Resensi Buku oleh Tika Noorjaya
Dimuat HU Kompas, 17 Januari 1988
Judul Buku: Ekonomi Pancasila: Gagasan dan
Kemungkinan
Penulis: Mubyarto
Penerbit: LP3ES, Jakarta
Cetakan Pertama: Desember 1987
Tebal: ix + 238 halaman.
EKONOMI PANCASILA TAHAP KEDUA
Menyadari masih banyak
yang menilai bahwa gagasan Sistem Ekonomi Pancasila (SEP)-nya
terlalu ideal seakan dalam mimpi, Mubyarto
mengutip sebait nyanyian dari Brasilia: Bila kita bermimpi sendiri/ Memang ia hanyalah sebuah mimpi/ Bila kita mimpi bersama/
Itulah awal dari satu kenyataan (hal.45).
Itulah antara lain
jawaban sekaligus imbauan Mubyarto, "Bapak Ekonomi Pancasila", yang lewat buku ini kembali memaparkan gagasannya tentang SEP, topik yang
sempat mencuat menjadi pembicaraan hangat pada awal dasawarsa ini. Berbagai
kritik terhadapnya yang berkembang
selama ini dicoba dijawab, untuk kemudian memberi penegasan bahwa SEP tetap mungkin untuk diwujudkan, meskipun untuk itu
diperlukan" ... upaya yang sungguh-sungguh dari kita semua ...",
karena " ... pikiran-pikiran ini belum lengkap dan meyakinkan"
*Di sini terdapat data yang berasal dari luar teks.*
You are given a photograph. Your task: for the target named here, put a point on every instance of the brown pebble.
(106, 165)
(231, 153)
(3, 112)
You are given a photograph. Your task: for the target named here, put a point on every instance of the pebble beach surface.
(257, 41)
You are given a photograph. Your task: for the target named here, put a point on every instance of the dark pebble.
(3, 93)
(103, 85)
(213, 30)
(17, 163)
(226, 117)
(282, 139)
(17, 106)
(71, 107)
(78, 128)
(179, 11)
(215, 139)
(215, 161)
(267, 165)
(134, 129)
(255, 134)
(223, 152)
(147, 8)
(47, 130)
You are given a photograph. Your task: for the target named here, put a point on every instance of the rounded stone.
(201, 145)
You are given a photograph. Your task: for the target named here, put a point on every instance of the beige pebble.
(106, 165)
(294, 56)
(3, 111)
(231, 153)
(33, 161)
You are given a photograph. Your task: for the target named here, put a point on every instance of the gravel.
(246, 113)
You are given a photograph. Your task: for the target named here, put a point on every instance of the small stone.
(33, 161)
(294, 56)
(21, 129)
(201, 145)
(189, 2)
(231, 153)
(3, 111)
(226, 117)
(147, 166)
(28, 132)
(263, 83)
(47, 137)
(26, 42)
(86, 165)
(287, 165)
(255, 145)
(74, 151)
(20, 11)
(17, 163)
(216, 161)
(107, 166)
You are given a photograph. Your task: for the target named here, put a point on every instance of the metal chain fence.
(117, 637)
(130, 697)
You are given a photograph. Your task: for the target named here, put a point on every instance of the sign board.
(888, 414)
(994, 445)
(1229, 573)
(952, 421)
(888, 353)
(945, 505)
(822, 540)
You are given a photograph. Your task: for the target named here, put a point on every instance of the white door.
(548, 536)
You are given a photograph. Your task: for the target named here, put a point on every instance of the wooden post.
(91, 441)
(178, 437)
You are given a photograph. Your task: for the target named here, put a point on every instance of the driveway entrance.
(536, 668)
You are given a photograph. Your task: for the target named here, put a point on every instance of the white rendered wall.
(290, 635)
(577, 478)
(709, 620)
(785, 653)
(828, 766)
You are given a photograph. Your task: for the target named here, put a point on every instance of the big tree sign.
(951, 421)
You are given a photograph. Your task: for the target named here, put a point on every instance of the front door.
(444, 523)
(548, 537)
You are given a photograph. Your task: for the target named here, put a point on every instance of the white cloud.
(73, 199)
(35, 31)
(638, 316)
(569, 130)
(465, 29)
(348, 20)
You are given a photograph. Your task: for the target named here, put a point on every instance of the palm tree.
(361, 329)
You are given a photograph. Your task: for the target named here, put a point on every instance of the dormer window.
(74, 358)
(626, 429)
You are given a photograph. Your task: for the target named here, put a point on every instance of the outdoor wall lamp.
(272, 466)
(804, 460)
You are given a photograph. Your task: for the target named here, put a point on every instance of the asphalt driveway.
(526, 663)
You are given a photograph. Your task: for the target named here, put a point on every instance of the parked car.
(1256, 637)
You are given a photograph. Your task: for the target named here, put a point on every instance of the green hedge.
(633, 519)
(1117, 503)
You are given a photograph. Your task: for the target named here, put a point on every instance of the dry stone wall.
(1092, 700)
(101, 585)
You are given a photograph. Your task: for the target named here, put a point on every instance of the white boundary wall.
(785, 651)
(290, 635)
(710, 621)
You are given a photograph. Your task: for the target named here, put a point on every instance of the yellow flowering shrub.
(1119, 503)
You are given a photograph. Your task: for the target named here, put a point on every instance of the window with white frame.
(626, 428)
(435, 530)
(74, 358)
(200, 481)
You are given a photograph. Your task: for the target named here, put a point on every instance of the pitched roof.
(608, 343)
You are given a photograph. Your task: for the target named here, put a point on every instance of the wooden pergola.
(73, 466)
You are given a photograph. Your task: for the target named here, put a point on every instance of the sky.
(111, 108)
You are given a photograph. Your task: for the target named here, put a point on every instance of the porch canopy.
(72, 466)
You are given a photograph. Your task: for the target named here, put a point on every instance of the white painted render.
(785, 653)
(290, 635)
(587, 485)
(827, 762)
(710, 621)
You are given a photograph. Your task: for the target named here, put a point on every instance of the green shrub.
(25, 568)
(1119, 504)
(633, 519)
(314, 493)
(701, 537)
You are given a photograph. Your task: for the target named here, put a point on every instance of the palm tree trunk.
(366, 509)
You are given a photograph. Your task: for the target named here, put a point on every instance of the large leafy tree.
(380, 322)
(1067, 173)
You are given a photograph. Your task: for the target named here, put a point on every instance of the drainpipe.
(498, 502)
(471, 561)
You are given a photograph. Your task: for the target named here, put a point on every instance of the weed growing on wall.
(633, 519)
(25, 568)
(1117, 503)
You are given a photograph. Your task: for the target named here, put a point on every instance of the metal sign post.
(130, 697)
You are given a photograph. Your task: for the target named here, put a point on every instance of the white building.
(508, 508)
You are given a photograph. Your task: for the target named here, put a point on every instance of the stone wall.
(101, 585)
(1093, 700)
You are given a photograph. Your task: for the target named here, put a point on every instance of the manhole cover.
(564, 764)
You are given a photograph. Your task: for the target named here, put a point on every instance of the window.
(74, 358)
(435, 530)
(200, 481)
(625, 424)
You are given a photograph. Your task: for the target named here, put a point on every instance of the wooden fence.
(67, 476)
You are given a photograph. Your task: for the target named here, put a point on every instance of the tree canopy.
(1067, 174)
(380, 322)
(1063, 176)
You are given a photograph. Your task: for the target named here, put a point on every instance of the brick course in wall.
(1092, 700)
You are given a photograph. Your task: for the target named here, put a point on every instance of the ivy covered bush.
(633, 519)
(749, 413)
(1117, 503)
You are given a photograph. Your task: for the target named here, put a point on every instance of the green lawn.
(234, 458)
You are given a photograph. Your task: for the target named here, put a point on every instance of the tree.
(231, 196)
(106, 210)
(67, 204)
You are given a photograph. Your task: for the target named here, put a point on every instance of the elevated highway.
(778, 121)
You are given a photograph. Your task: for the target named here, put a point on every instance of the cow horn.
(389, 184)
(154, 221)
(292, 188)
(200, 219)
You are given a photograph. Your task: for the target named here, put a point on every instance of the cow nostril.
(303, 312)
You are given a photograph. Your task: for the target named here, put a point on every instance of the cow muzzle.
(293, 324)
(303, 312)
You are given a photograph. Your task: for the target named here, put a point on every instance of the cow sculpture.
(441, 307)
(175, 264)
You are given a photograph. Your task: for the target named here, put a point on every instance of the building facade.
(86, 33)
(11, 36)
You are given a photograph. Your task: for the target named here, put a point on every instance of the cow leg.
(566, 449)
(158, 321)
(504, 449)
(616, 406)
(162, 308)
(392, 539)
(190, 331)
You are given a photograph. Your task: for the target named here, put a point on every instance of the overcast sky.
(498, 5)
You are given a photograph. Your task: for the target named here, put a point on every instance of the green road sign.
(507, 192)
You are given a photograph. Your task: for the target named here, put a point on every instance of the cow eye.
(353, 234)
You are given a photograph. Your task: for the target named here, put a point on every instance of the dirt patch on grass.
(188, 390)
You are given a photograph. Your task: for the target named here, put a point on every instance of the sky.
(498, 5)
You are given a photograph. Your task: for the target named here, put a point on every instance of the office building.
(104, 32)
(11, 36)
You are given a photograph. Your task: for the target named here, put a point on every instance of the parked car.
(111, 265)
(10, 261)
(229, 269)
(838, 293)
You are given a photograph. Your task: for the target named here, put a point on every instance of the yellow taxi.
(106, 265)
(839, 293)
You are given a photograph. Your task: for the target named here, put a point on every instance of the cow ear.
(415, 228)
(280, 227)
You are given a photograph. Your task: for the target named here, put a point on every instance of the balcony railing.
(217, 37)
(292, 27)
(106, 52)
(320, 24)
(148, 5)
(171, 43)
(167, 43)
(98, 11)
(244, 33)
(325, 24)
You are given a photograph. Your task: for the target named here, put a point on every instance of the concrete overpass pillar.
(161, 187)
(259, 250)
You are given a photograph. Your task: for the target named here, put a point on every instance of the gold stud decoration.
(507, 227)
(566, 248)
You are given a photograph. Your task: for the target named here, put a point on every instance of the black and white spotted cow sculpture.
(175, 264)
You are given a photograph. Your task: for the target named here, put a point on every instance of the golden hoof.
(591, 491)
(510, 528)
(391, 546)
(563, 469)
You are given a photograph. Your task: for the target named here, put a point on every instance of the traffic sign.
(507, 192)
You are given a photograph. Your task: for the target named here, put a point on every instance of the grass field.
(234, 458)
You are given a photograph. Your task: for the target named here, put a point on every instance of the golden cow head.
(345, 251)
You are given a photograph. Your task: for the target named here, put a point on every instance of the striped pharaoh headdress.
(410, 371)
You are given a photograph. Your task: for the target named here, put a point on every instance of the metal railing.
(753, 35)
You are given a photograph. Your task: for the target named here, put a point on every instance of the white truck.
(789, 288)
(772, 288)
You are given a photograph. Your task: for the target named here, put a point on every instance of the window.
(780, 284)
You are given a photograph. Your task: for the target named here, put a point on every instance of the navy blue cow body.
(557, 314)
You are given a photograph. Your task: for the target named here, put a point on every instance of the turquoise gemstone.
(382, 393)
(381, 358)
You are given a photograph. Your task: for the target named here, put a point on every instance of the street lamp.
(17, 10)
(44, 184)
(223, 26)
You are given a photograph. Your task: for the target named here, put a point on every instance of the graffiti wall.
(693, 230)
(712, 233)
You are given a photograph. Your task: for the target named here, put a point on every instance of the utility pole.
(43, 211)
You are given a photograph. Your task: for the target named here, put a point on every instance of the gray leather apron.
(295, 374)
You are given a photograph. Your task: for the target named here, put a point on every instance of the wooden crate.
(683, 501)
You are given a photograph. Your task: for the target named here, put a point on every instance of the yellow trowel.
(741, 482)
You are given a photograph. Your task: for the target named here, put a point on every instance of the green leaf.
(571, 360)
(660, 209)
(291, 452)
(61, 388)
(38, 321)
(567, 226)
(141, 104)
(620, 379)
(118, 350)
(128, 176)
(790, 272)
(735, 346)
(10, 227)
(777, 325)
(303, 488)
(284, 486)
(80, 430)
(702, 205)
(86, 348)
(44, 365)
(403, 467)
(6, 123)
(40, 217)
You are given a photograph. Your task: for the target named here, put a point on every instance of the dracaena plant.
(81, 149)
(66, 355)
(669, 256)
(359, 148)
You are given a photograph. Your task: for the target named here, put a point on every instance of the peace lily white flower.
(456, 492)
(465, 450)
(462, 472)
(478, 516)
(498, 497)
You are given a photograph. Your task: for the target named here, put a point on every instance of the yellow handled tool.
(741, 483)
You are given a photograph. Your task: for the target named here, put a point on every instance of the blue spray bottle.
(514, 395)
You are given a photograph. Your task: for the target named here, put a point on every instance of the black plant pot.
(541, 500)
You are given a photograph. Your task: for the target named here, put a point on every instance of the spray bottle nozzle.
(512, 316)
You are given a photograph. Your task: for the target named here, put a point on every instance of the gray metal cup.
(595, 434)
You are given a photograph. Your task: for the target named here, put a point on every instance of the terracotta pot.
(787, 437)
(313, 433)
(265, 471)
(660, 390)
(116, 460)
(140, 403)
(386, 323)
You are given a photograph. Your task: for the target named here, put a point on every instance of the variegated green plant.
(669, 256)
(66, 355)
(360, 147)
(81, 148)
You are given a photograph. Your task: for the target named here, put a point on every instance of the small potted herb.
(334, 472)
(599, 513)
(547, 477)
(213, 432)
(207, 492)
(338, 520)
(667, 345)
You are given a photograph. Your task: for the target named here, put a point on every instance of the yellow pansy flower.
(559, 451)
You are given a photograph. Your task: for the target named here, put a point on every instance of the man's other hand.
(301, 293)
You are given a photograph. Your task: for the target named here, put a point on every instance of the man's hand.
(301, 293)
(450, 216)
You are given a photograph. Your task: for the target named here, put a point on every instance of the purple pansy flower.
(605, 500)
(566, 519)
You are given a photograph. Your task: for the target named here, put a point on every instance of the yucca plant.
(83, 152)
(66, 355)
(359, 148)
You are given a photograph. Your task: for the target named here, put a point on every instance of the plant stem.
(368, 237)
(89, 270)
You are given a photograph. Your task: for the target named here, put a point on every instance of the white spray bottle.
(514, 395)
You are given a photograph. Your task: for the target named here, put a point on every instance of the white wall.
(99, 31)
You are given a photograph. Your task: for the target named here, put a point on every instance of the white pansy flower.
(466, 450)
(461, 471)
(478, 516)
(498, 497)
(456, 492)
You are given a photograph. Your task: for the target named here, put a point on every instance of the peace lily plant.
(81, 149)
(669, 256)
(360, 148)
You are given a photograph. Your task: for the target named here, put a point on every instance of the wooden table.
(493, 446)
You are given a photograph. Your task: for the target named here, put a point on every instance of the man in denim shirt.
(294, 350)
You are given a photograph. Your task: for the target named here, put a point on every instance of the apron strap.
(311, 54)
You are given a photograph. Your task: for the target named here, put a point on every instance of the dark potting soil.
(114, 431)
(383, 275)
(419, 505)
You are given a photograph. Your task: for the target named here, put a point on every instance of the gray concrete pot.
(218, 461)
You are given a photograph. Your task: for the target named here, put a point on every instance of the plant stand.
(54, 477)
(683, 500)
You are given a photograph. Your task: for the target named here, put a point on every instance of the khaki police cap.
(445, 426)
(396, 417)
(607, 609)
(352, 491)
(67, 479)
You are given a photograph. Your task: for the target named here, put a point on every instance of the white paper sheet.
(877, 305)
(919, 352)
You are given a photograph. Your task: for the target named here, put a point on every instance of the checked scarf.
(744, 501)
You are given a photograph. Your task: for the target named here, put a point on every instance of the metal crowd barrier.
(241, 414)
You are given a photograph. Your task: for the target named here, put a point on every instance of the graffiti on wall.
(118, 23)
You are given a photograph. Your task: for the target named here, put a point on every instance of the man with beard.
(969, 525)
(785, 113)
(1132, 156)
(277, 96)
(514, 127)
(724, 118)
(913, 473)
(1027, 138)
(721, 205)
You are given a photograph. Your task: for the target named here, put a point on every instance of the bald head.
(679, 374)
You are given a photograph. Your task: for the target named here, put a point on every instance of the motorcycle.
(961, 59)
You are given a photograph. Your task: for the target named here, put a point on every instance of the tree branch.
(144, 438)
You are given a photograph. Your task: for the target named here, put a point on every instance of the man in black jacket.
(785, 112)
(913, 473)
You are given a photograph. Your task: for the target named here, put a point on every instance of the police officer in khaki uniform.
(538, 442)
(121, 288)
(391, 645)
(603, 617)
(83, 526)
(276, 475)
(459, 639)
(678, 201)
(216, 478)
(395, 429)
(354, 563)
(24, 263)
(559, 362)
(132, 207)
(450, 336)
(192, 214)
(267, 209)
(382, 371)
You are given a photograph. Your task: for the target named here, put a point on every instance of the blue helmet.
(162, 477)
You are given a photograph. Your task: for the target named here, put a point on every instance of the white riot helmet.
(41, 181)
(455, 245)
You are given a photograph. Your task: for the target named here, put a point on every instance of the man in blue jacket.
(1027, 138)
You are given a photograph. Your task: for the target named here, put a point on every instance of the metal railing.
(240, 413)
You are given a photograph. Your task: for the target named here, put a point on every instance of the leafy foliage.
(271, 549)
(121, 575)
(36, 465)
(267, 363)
(hal.IX). Suatu kejujuran intelektual.
Pembicaraan tentang
sistem ekonomi Indonesia memang tidak mungkin dikerjakan sendiri dan tidak bisa
dipandang mudah, karena selain keterbatasan kemampuan setiap manusia, juga
setiap sistem ekonomi
hampir tidak bisa dilepaskan dari sistem internasional;
demikian pula halnya dengan SEP. Kita, misalnya, dihadapkan dengan
pertanyaan, apakah kita ini berkiblat ke kapitalisme atau sosialisme ? Karena,
meskipun secara normatif (Pasal 33 UUD-45) sistem ekonomi kita mengarah ke
sosialisme (alat-alat produksi secara dominan
dikuasai negara), namun kita juga melihat bahwa lapisan pengusaha kita cukup
kuat juga (ciri kapitalisme). Kalau demikian, di manakah sebaiknya SEP diletakan ? Apakah ia ditempatkan di antaranya
karena kita senantiasa menginginkan keselarasan, keserasian dan keseimbangan ? Apakah itu mungkin ?
Buku ini memang
berkisar di sekitar masalah itu, dan karenanya kehadiran buku ini pada saat
ini menarik untuk dikaji. Pertama, berbeda dengan kemunculan pertamanya pada
awal tahun 1980-an yang diwarnai suasana perekonomian yang penuh gairah karena bonanza
minyak kedua, kali ini kemunculan SEP dilatarbelakangi suasana
perekonomian yang diliputi keprihatinan. Kalau pada awal tahun 1980-an
pemikiran konsepsional lebih menekankan pada masalah keadilan/pemerataan maka
suara-suara yang muncul belakangan lebih menekankan pada peningkatan efisiensi
(dan produktivitas).
Perkembangan ini
rupanya terjadi juga pada Mubyarto yang kalau pada tahun 1980 mengungkapkan
pandangannya lebih bersifat kualitatif
dengan penekanan pada masalah keadilan/pemerataan, kali
ini paparannya dilengkapi dengan kajian efisiensi dan bukti kuantiatif, antara lain lewat hasil penelitiannya
terhadap 9 industri di Indonesia, yang di antaranya menyimpulkan: "akan ternyata
bahwa perusahaan-perusahaan yang termasuk efisien
hampir tanpa kecuali, melaksanakan prinsip-prinsip keadilan atau... pemerataan. Ini menunjukan bahwa
sesungguhnya prinsip efisiensi dan keadilan bisa berjalan sejajar, tidak perlu
bertentangan, dan bahkan bila dilaksanakan secara serius dan konsekuen harus
berjalan bersama." (hal.169). Jelas, ini suatu langkah maju untuk
mengisi konsepnya yang terdahulu.
Hal kedua, yang
menarik adalah bahwa kumpulan artikel pengarang dari tahun 1979 sampai 1987 ini
tetap bertitik-sentral pada lima ciri SEP, di mana yang paling kontroversial
adalah masuknya unsur rangsangan moral sebagai penggerak roda
perekonomian, di samping rangsangan ekonomi dan sosial (ciri pertama).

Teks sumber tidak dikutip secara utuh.